Achei a ideia de “administrar a miséria mental” uma imagem muito pertinente, pois, afinal, é disso mesmo que se trata: quando entramos para uma religião ou quando uma religião entra em nós, delegamos aos agentes da doutrinação (pastores, padres, pais, e correligionários) a administração de nossas formas de perceber o mundo, de pensá-lo e discuti-lo. Entendo “perceber” como interpretar. É na percepção que as sensações se organizam e ganham sentido. A administração se dá pela força penetrante da ideologia religiosa, que se instaura na inversão base de todas as outras formas de pensamento ilusório que configuram a doutrina: Deus criou os homens à sua imagem e semelhança. Não é difícil mostrar que esse enunciado inverte a relação entre a realidade e a ideia. Não é difícil mostrar que o real está de ponta a cabeça. É justamente o contrário. Se desfizéssemos essa inversão feita pela ideologia, as coisas ficariam mais claras ao espírito e poderíamos ver o mundo sem a bruma que nos fez recair sobre a consciência a religião. Quando assumimos que são os homens que produziram seus deuses (incluindo aqui o Deus judaico-cristão), então compreendemos, entre outras coisas, por que o número de deuses é proporcional à quantidade de culturas. Deuses são entidades culturais, portanto, produtos simbólicos; portanto, produtos da imaginação humana. Convém referir um trecho elucidativo, em O que é imaginário? (1997):

“Através do imaginário, o homem, como define H. Bérgson, “é uma máquina de produção de deuses”. A isso acrescentamos que o homem em si mesmo é fantástico, à medida que manifesta a faculdade humana de transcender o humano. Ao construir os deuses, o homem toma como referência uma realidade dada que caleidoscopicamente reordena, reestrutura e recria. Nesse processo, o imaginário tem como referência o real, dando-lhe outros sentidos fornecidos pelo material simbólico que utiliza”.

(p. 37)

O Deus de Jesus venceu os deuses pagãos; mas esse Deus tem de conviver com Shiva (terceiro deus da trindade hindu, a quem se atribui um poder destrutivo e fecundante), mas também com  Brahma, Oxalá, Iemanjá, Oxóssi, Oxumaré e tantas outras divindades.
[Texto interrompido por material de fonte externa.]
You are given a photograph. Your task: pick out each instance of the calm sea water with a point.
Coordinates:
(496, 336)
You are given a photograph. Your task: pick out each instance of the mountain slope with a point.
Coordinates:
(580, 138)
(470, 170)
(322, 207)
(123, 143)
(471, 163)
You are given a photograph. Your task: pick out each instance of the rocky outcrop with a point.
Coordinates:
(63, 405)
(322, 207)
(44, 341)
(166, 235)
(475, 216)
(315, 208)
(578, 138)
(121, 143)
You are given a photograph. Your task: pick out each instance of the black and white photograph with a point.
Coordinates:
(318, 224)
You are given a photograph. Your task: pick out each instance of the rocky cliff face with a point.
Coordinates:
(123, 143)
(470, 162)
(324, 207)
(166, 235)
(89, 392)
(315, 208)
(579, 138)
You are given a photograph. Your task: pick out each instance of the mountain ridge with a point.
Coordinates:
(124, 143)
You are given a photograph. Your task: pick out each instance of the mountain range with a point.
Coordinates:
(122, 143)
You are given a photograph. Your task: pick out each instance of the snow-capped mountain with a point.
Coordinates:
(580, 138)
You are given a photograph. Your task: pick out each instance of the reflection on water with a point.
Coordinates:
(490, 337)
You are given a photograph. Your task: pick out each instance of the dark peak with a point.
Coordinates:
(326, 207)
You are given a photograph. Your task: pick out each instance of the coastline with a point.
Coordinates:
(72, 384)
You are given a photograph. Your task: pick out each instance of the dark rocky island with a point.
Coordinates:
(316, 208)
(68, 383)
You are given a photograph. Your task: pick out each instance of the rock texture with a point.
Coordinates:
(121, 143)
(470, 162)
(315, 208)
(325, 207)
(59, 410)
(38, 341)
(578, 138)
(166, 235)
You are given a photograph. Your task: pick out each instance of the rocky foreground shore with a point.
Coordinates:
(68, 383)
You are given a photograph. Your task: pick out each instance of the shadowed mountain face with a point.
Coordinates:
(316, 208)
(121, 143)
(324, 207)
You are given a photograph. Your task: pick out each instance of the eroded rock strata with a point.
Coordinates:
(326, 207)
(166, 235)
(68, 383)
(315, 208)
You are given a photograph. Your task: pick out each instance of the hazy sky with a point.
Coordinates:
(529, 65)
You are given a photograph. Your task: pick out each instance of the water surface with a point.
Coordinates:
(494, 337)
Seriam todas estas produto de uma ilusão ou apenas o Deus judaico-cristão é o deus real e verdadeiro? Ou será mais sensato dizermos que só pensamos sê-lo porque a cultura ocidental formou-se a partir dos valores, ideias e visão de mundo da cultura judaico-cristã (não ignorando o outro afluente que é a cultura greco-latina) e por que formados nessa cultura podemos assim pensar? A máxima segundo a qual somos produtos de nossa cultura é aqui evidente. Pensamos o que pensamos porque somos antes de tudo indivíduos que compartilham um mesmo código cultural, um mesmo sistema de interpretação e compreensão de mundo. Esse sistema deve trabalhar a dialética entre homogeneidade e diversidade, convergência e divergência.
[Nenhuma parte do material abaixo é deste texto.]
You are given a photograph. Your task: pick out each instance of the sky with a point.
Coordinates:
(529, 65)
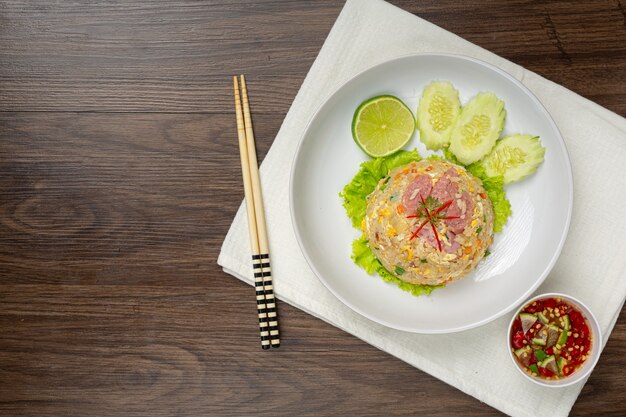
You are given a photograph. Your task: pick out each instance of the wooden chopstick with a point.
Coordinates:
(266, 302)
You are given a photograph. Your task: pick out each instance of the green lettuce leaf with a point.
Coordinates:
(355, 193)
(362, 256)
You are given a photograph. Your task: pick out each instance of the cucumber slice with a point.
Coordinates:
(553, 334)
(560, 363)
(437, 111)
(540, 355)
(543, 318)
(523, 354)
(527, 321)
(550, 364)
(477, 128)
(514, 157)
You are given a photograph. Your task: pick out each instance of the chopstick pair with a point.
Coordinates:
(266, 303)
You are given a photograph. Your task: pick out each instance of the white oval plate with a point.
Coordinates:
(521, 256)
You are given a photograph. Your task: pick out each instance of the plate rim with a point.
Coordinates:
(555, 255)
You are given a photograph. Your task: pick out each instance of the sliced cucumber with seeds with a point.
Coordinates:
(540, 355)
(550, 364)
(553, 335)
(477, 128)
(523, 354)
(560, 363)
(514, 157)
(438, 109)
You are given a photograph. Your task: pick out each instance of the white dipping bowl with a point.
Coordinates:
(596, 344)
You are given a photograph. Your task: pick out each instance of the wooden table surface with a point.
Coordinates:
(119, 177)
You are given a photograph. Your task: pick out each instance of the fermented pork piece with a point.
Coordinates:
(429, 222)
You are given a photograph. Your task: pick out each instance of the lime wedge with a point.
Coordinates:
(382, 125)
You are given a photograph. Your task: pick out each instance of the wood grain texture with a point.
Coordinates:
(119, 178)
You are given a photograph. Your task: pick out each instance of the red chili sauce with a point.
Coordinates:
(550, 338)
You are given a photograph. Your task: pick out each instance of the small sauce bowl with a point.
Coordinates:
(589, 363)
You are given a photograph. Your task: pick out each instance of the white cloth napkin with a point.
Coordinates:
(592, 265)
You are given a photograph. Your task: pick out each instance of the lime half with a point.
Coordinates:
(382, 125)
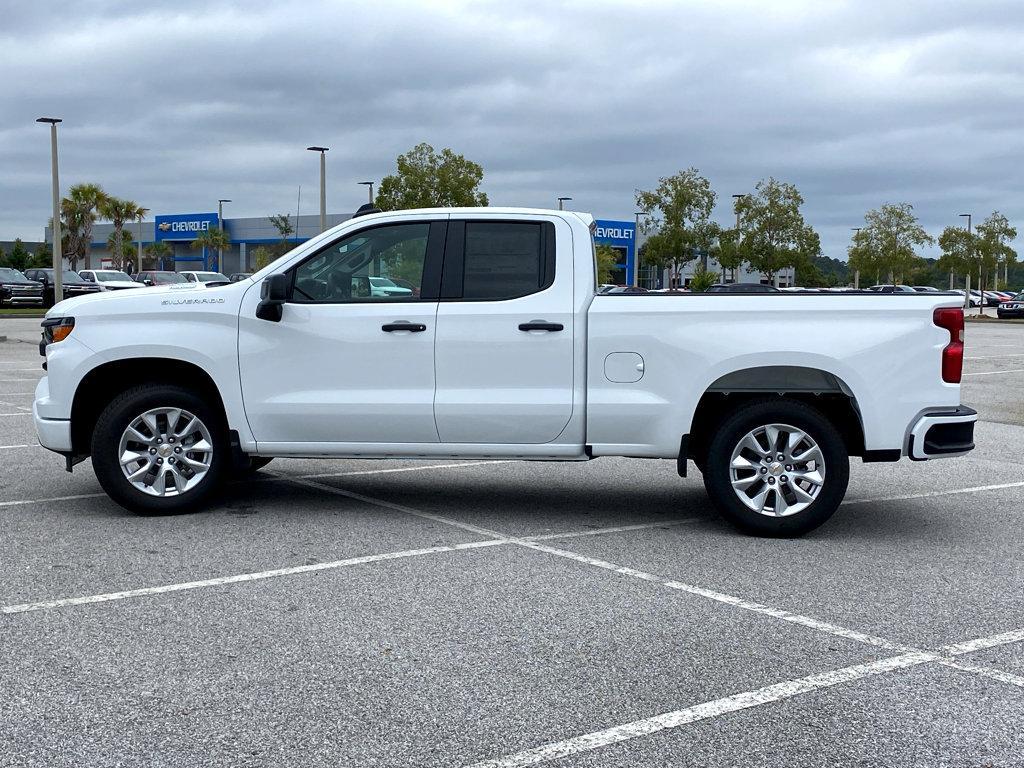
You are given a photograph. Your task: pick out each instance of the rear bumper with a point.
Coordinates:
(943, 433)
Permita-me alongar-me um pouco mais. Sabe-se que mito e religião são indissociáveis. Mito é um ingrediente indispensável à religião, visto que religião se constrói na base de histórias sobre a criação do mundo, a influência de deuses, sua natureza, sua relação com os homens, etc. É interessante descobrir que o mito da Arca de Noé, que retrata um dilúvio provocado pela ira de Deus fundiu-se com outras tradições indígenas. Na Austrália, a oeste, os aborígenes acreditam que o que sobrou da arca pode ser encontrado ao sul do rio Fitzroy. No Peru, os incas acreditavam que o deus Viracocha, não satisfeito ao tentar pela primeira vez criar os homens, lançou sobre eles um dilúvio, transformando-os em pedra. Na Grécia Antiga, acreditava-se que Zeus mandou um dilúvio sobre os homens, para puni-los em virtude da arrogância deles. O Egito antigo também possuía seus deuses: Rá, deus-sol e criador; Chu, deus do ar úmido; Geb, deus da Terra, entre outros. Também os egípcios tinham seu mito da criação e sua visão de mundo era plasmada numa mitologia demasiado complexa, em que a luta entre caos e ordem, criação e destruição constituía tema comum às suas histórias.
Devo dizer a possíveis desavisados – embora a você, amiga, não seja necessária essa advertência – que religiões são temas interessantíssimos e que merecem ser estudados. Mitos contam muito sobre nós, dizem as nossas verdades. Contam a nós como nos relacionamos com o mundo, como compreendemos a existência, que insiste em resvalar no absurdo, a despeito de insistirmos em criar deuses que nos propiciem explicações simples e fáceis para o mistério que nos abraça. Mas estes mesmos deuses são expressão de quem somos. Em alguma medida, eles representam o humano em nós. São nossos espelhos, imagens de nós que projetamos sobre a Angústia. Insisto, para que não sobre qualquer dúvida, na importância do mito como um guia, já que nos orienta em nossas relações com o mundo. No mundo antigo, ele ajudava as pessoas a encontrar sentido para as suas vidas. Ele é um elemento atuante na estrutura de nossas mentes, de sorte que se tornara ponto de partida para a psicologia. Ele esclareceu mecanismos misteriosos da mente humana e Freud e Jung reconheceram nele um fértil caminho para os estudos da mente.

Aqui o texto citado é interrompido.